Cross-cutting concerns

These touch most blocks above; bake them in as you go, not as a separate pass.

Logging + auditing

Every state-changing endpoint logs: userID, action, target_id, result, request_id. Use slog with a correlation ID middleware. Critical for post-incident forensics.

Observability lite (Tier 3 scope, but minimum viable for launch)

  • Prometheus /metrics endpoint on the API exposing: request rate by endpoint, latency percentiles, 4xx/5xx counts, ratelimit_block_total
  • Sentry (or self-hosted GlitchTip) for unhandled errors, with release tagging

Feature flags

Lightweight feature_flags table or env-var driven (no LaunchDarkly yet). Useful for rolling out Block F's billing without exposing it to all users at once.


Open questions

Resolve before starting:

  1. Final pricing tiers — the table in Block F is a placeholder. Confirm with the target market (interview 10 wedding planners, 10 corporate event managers).
  2. Email provider — SES vs Postmark vs SendGrid. SES is cheapest but has the harshest deliverability ramp; Postmark is best for transactional but pricier.
  3. 2FA at launch or v1.1? — Recommend v1.1; one less moving piece on the launch path.
  4. Custom domain for RSVP pages at launch or v1.1? — Recommend v1.1 (Tier 2). Adds DNS + cert complexity.
  5. WebSocket auth mechanism — Recommend Block B option 3 (short-lived ticket).
  6. EU data residency at launch? — If targeting EU customers, this becomes Tier 1 (separate EU deployment). Otherwise defer to Tier 4.

Sequencing summary table

Wave Block Depends on Effort (1 eng) Can parallelise with
1 A. Auth 2w
1 B. Authz A 4d C
1 C. Rate limiting A (for userID) 4d B
2 D. Notifications A 2w E
2 E. CSV import B 4d D, F
2 F. Billing A, D 2w E
3 G. Backups — (infra) 2d (Claude) any
3 H. Privacy A 3d any

One engineer, sequential: ~9 weeks. Two engineers, parallel-where-possible: ~5.5 weeks.

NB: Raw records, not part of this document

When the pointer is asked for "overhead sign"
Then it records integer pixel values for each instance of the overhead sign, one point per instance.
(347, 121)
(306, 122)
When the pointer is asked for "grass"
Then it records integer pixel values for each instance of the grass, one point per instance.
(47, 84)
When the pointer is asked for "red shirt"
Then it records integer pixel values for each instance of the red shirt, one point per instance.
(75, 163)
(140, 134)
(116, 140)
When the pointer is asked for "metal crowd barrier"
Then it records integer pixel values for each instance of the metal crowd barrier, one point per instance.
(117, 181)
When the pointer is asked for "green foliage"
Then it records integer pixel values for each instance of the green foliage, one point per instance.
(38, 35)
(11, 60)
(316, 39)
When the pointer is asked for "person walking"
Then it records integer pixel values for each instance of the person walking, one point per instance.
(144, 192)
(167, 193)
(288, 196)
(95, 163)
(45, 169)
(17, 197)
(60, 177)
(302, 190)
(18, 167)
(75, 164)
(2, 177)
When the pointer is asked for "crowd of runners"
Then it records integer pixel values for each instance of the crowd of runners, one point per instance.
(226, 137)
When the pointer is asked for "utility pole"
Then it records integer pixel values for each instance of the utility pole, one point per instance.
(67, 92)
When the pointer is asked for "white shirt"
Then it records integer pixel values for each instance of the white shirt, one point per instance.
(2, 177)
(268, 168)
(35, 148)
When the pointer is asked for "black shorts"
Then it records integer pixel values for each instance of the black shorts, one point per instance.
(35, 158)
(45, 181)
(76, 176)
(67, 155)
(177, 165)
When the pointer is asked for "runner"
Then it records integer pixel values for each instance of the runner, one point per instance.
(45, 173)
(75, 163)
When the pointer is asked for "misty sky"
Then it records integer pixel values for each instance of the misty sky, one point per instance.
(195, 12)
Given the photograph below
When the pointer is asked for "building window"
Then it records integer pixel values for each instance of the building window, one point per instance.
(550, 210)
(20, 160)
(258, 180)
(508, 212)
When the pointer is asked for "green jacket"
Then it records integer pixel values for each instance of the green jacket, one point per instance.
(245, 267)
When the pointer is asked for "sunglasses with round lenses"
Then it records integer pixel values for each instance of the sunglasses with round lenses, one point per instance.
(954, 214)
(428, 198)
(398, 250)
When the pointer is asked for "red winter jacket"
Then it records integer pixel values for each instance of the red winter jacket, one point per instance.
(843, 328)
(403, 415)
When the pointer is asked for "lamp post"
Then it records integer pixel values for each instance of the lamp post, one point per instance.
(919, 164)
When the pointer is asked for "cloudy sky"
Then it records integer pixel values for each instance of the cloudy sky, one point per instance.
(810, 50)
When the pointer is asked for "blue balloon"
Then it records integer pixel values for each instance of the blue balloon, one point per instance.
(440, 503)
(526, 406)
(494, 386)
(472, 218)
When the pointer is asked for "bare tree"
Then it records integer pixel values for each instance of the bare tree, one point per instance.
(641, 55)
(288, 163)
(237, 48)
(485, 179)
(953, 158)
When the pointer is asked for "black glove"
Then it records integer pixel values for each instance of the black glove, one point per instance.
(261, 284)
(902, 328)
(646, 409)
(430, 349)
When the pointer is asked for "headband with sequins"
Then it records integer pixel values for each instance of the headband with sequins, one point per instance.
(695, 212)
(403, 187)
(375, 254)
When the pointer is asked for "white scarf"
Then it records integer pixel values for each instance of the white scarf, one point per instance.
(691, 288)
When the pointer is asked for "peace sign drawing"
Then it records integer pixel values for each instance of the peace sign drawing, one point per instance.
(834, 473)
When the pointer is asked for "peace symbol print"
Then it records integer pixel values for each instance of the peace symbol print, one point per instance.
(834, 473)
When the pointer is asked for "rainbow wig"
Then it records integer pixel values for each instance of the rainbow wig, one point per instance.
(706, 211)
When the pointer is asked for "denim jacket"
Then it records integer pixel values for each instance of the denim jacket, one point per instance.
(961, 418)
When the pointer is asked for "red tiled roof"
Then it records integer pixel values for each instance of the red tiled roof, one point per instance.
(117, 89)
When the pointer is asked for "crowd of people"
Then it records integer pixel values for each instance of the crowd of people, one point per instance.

What's not in Tier 1 (deliberate)

These are tempting but are Tier 2:

  • Editable RSVPs (guests can change response after submitting)
  • Multi-host collaborators
  • Event branding (logo, colours, custom domain)
  • Day-of QR check-in
  • Better fraud-engine thresholds (false-positive feedback loop)
  • Calendar integration
  • Auto-reminders (1-day before, etc.)
  • Mobile push notifications

Ship Tier 1 first. The launch story is "personal invitations + live tracking + quiet fraud detection + works reliably + you can pay us money". Everything else is the second release.